Replication has long been considered as too expensive in the context of high performance computing (HPC). However, at very high failure rate, some studies show that replication could become more efficient than traditional checkpointing techniques used in existing HPC systems [1]. Moreover, replication can allow to detect and even correct silent data corruptions that could be caused by bit flips undetected by the hardware [2]. Consequently, replication is gaining more and more attention.
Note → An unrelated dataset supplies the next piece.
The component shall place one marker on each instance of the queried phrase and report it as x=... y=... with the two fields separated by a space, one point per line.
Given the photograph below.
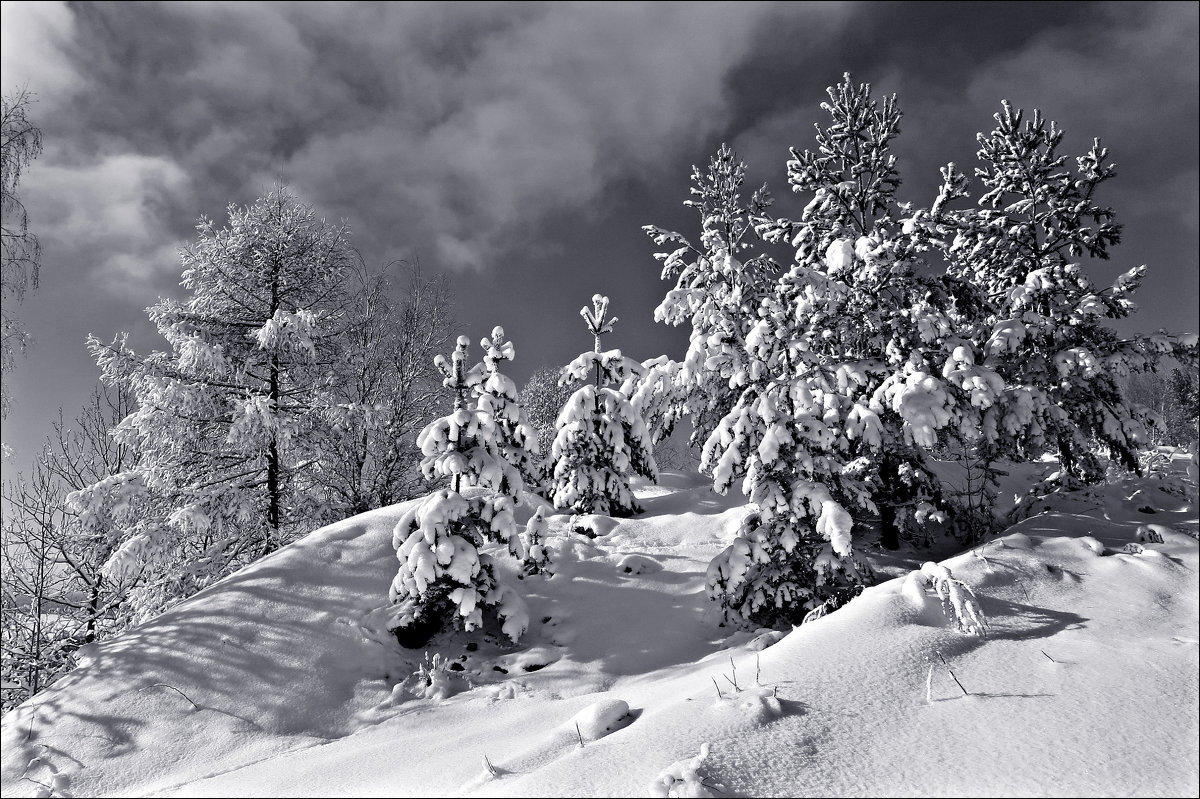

Although replication has been extensively studied in the general context of distributed systems, it is not yet the case in the context of HPC. In this project, we propose to study replication for HPC application to try to understand how the specific characteristics of HPC applications can be used to improve replication performance. More precisely, the goal of this project would be to understand if all the parts of a HPC application have to be replicated to provide fault tolerance, or if some part of the computations can be executed by a single replica to improve performance. The project would include the implementation of a prototype to test and validate the proposed ideas. Evaluations with real HPC applications would be run of the Grid’5000 tested (www.grid5000.fr)

Bibliographie

[1] "Evaluating the viability of process replication reliability for exascale systems". Ferreira et al. Supercomputing 2011.

[2] "Detection and Correction of Silent Data Corruption for Large-Scale High-Performance Computing". Fiala et al. SuperComputing 2012.